The meandering jet streams of the
northern and southern hemispheres began to adjust their seasonal patterns accordingly
as they revolved around the two poles. With each winter season, the jet streams
began to creep ever closer and closer towards the equatorial regions. The
tropopause, that part of the atmosphere where temperature decreases with
altitude, also dropped lower and lower in elevation with each passing year
because of less atmospheric heat. The cold-core low-pressure areas around the
earth's two geographical poles spawned stronger and stronger polar vortices,
those polar cyclones of the winter seasons that bring in their wake longer
sub-zero temperatures, increased ice formation, and strong, blinding blizzards.

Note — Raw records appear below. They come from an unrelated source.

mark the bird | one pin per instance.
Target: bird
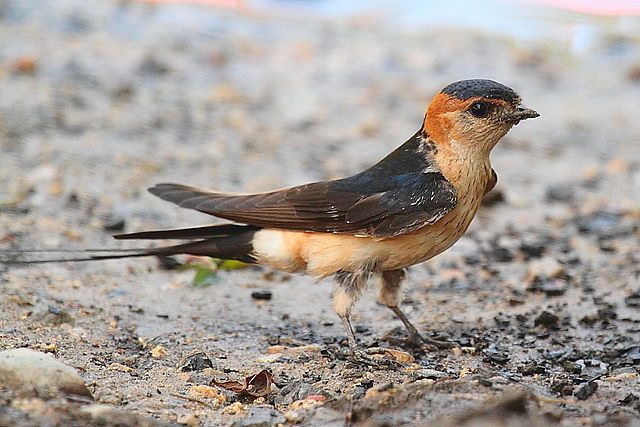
(412, 205)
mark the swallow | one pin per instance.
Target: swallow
(409, 207)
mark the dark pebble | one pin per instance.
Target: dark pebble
(113, 223)
(532, 368)
(493, 198)
(549, 287)
(261, 295)
(501, 254)
(562, 387)
(194, 362)
(260, 416)
(361, 328)
(572, 367)
(547, 319)
(586, 390)
(633, 354)
(633, 300)
(168, 263)
(600, 222)
(532, 248)
(494, 355)
(629, 399)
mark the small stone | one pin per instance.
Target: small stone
(572, 367)
(113, 223)
(207, 392)
(397, 355)
(586, 390)
(188, 420)
(293, 417)
(30, 372)
(430, 374)
(547, 319)
(234, 409)
(261, 295)
(168, 263)
(260, 416)
(546, 267)
(194, 362)
(158, 352)
(25, 65)
(120, 368)
(549, 287)
(559, 193)
(270, 358)
(532, 247)
(629, 399)
(502, 254)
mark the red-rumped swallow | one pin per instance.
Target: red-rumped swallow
(407, 208)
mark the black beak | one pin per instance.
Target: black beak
(523, 113)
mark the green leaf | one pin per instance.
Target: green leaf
(204, 277)
(230, 264)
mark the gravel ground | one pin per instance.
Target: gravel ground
(542, 295)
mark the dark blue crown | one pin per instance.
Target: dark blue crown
(465, 89)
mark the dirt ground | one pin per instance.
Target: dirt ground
(542, 295)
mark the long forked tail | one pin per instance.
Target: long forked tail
(227, 241)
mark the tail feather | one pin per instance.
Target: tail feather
(221, 230)
(228, 242)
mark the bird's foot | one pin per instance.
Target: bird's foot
(427, 344)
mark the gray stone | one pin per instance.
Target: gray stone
(261, 416)
(30, 372)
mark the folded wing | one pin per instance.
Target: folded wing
(362, 205)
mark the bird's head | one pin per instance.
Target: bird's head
(473, 115)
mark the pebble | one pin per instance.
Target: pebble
(120, 367)
(188, 420)
(234, 409)
(113, 223)
(547, 319)
(158, 352)
(586, 390)
(208, 392)
(545, 267)
(559, 193)
(397, 355)
(261, 416)
(261, 295)
(30, 372)
(197, 361)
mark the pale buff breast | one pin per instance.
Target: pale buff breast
(323, 254)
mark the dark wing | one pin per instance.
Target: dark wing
(399, 194)
(407, 203)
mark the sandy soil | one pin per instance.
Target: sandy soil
(97, 103)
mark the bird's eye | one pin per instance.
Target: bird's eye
(479, 109)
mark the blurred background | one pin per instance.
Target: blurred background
(101, 99)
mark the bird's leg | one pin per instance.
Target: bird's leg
(349, 289)
(390, 296)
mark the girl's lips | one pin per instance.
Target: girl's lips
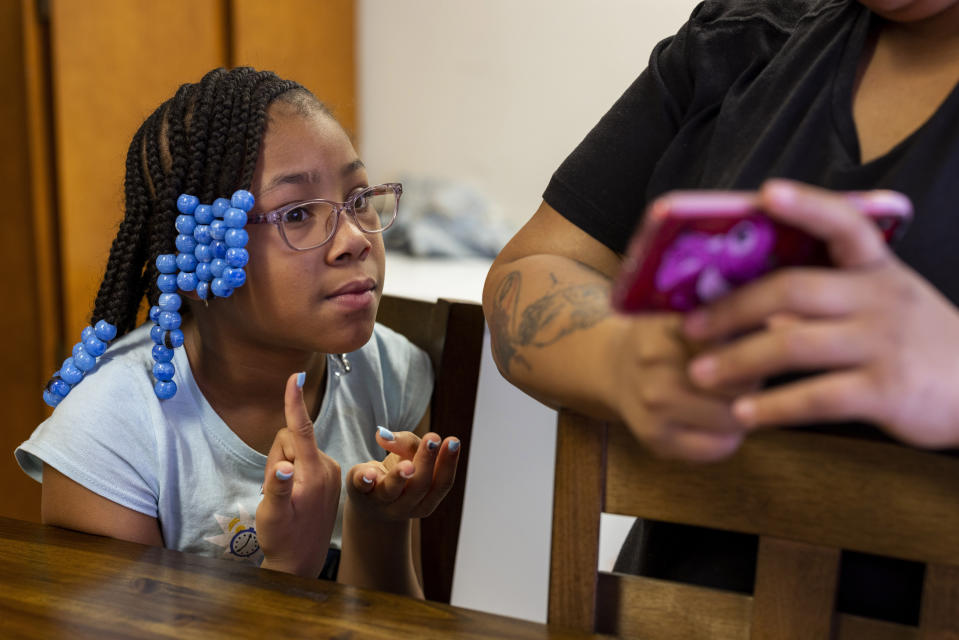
(353, 299)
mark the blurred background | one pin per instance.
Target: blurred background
(471, 103)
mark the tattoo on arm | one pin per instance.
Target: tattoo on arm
(545, 321)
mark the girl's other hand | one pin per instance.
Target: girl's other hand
(409, 483)
(883, 340)
(301, 492)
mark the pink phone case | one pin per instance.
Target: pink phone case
(694, 246)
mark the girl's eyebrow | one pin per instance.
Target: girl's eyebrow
(304, 177)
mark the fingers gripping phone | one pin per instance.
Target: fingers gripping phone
(693, 247)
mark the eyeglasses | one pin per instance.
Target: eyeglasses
(312, 223)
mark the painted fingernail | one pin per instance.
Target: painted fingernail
(744, 410)
(695, 323)
(703, 370)
(782, 193)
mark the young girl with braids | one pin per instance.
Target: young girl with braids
(220, 426)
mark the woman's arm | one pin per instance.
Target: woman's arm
(555, 336)
(65, 503)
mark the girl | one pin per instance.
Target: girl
(278, 292)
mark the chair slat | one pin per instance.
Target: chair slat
(795, 593)
(801, 486)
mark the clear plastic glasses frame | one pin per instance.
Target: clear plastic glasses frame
(326, 213)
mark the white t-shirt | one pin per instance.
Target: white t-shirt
(177, 461)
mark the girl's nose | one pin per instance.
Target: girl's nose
(349, 241)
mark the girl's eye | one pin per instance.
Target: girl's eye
(299, 214)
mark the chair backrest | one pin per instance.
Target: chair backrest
(806, 495)
(451, 332)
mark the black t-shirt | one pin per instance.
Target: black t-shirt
(747, 90)
(751, 89)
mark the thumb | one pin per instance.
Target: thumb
(278, 482)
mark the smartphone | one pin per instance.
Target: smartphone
(693, 247)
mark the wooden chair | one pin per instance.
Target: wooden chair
(451, 332)
(806, 495)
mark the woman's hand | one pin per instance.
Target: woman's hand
(409, 483)
(885, 342)
(646, 384)
(301, 493)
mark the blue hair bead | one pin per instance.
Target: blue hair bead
(104, 330)
(203, 253)
(69, 372)
(186, 262)
(220, 288)
(219, 249)
(163, 371)
(218, 229)
(58, 386)
(242, 199)
(237, 257)
(160, 354)
(95, 346)
(185, 224)
(220, 205)
(83, 360)
(165, 389)
(202, 234)
(51, 399)
(173, 339)
(169, 320)
(169, 302)
(203, 272)
(185, 242)
(166, 282)
(203, 214)
(234, 277)
(237, 238)
(186, 281)
(187, 203)
(234, 217)
(166, 263)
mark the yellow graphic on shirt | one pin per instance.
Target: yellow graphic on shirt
(239, 537)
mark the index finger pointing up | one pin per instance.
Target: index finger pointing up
(852, 238)
(298, 421)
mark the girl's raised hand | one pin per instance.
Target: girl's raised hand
(410, 482)
(883, 340)
(301, 492)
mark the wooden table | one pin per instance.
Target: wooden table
(56, 583)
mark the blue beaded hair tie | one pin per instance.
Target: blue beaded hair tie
(93, 342)
(210, 258)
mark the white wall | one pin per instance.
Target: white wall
(496, 93)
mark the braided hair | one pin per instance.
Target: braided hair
(203, 141)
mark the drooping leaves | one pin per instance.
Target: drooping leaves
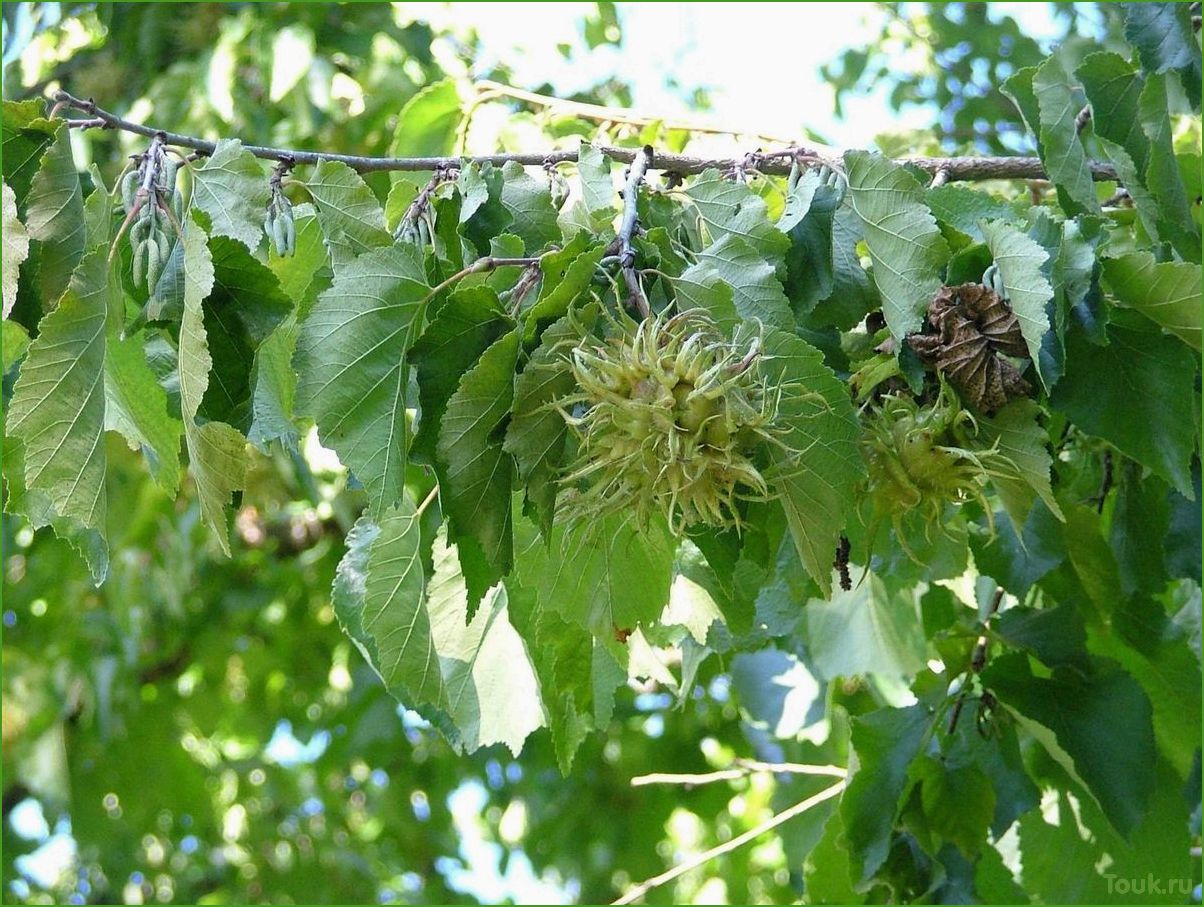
(231, 188)
(1168, 293)
(478, 472)
(58, 406)
(350, 361)
(815, 464)
(217, 452)
(16, 247)
(902, 235)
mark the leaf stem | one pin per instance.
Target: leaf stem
(785, 816)
(960, 169)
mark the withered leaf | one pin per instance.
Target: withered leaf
(972, 329)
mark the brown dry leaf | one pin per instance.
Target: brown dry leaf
(973, 329)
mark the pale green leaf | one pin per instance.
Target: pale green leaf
(1166, 292)
(16, 247)
(352, 218)
(231, 188)
(217, 452)
(493, 691)
(756, 290)
(597, 186)
(478, 471)
(58, 405)
(537, 431)
(730, 207)
(585, 573)
(350, 364)
(465, 324)
(54, 218)
(1062, 153)
(904, 242)
(1025, 472)
(815, 464)
(378, 596)
(530, 205)
(868, 629)
(136, 407)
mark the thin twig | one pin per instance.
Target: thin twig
(488, 89)
(960, 169)
(482, 264)
(626, 251)
(742, 769)
(978, 659)
(785, 816)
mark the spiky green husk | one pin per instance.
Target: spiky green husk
(922, 459)
(667, 414)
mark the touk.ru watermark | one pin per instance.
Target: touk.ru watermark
(1148, 885)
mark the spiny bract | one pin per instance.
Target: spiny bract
(922, 458)
(668, 413)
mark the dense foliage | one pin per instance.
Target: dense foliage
(855, 467)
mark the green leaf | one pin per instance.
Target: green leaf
(136, 406)
(778, 693)
(1061, 152)
(378, 598)
(807, 221)
(527, 200)
(577, 675)
(815, 464)
(1168, 293)
(1135, 393)
(1132, 125)
(957, 802)
(965, 208)
(1020, 261)
(467, 322)
(536, 434)
(478, 471)
(305, 274)
(16, 247)
(1024, 475)
(54, 218)
(562, 283)
(232, 190)
(1164, 41)
(1098, 726)
(473, 678)
(585, 573)
(853, 294)
(1055, 635)
(217, 452)
(902, 235)
(428, 124)
(730, 207)
(493, 690)
(352, 218)
(1017, 560)
(756, 292)
(350, 365)
(597, 186)
(27, 134)
(884, 743)
(58, 405)
(273, 387)
(868, 629)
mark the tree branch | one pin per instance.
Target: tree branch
(742, 769)
(626, 251)
(785, 816)
(958, 169)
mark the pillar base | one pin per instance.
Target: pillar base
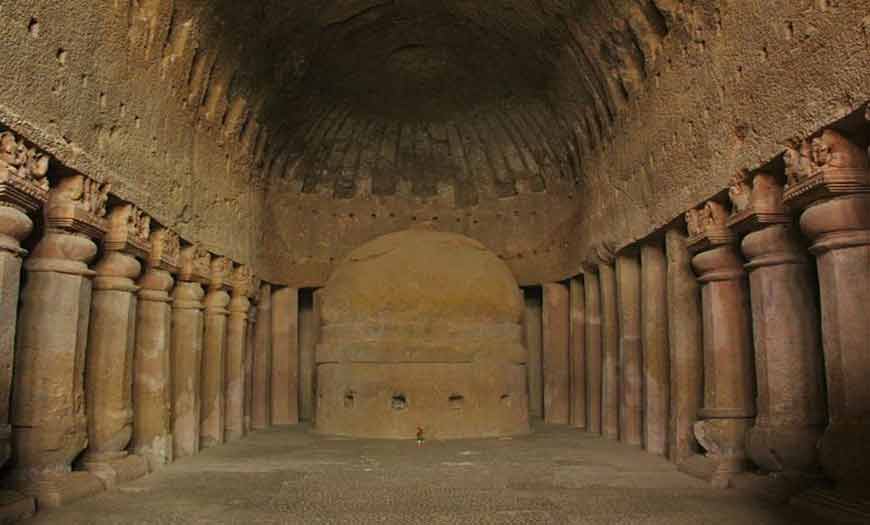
(833, 506)
(719, 471)
(15, 507)
(116, 469)
(59, 489)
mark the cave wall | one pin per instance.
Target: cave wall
(732, 85)
(128, 92)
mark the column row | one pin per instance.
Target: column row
(744, 343)
(156, 350)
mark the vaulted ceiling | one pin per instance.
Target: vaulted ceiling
(382, 97)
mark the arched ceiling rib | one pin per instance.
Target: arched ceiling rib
(389, 96)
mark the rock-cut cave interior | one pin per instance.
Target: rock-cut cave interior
(435, 261)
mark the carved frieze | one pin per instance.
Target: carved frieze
(242, 280)
(756, 202)
(78, 204)
(23, 170)
(165, 250)
(221, 271)
(823, 167)
(708, 227)
(195, 264)
(129, 231)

The result of these changes
produced a large increase in snow cover and sea ice. These, in turn, reflected
more sunlight, thereby decreasing evaporation and altering atmospheric pressure
and temperature gradients with the polar vortices even further, causing the
polar cyclones to strengthen dramatically. In trade for weaker hurricanes and
storms in the tropical areas, the earth saw again the arrival of monster cold
storms from the Polar Regions. Had climatologists been present to measure and
monitor the changes, they would have been astonished and frightened at the same
time, as the previous natural variability in the weather suddenly changed
across the planet for the worse. 

The upshot of all this sudden
change was that a new ice age arrived very rapidly; this would be the earth’s
sixth ice age, bringing with it a long-term reduction in the earth's average
surface temperature and increased glaciations. Most of North America above the
Mason-Dixon Line,  Europe north of the Rhine River, and much of Argentina,
Chile, and New Zealand now remained covered in ice and snow year-round. Ready
or not, the sixth glacial period, based on historical geological, chemical and
ice core sample records, was here for a prolonged visit.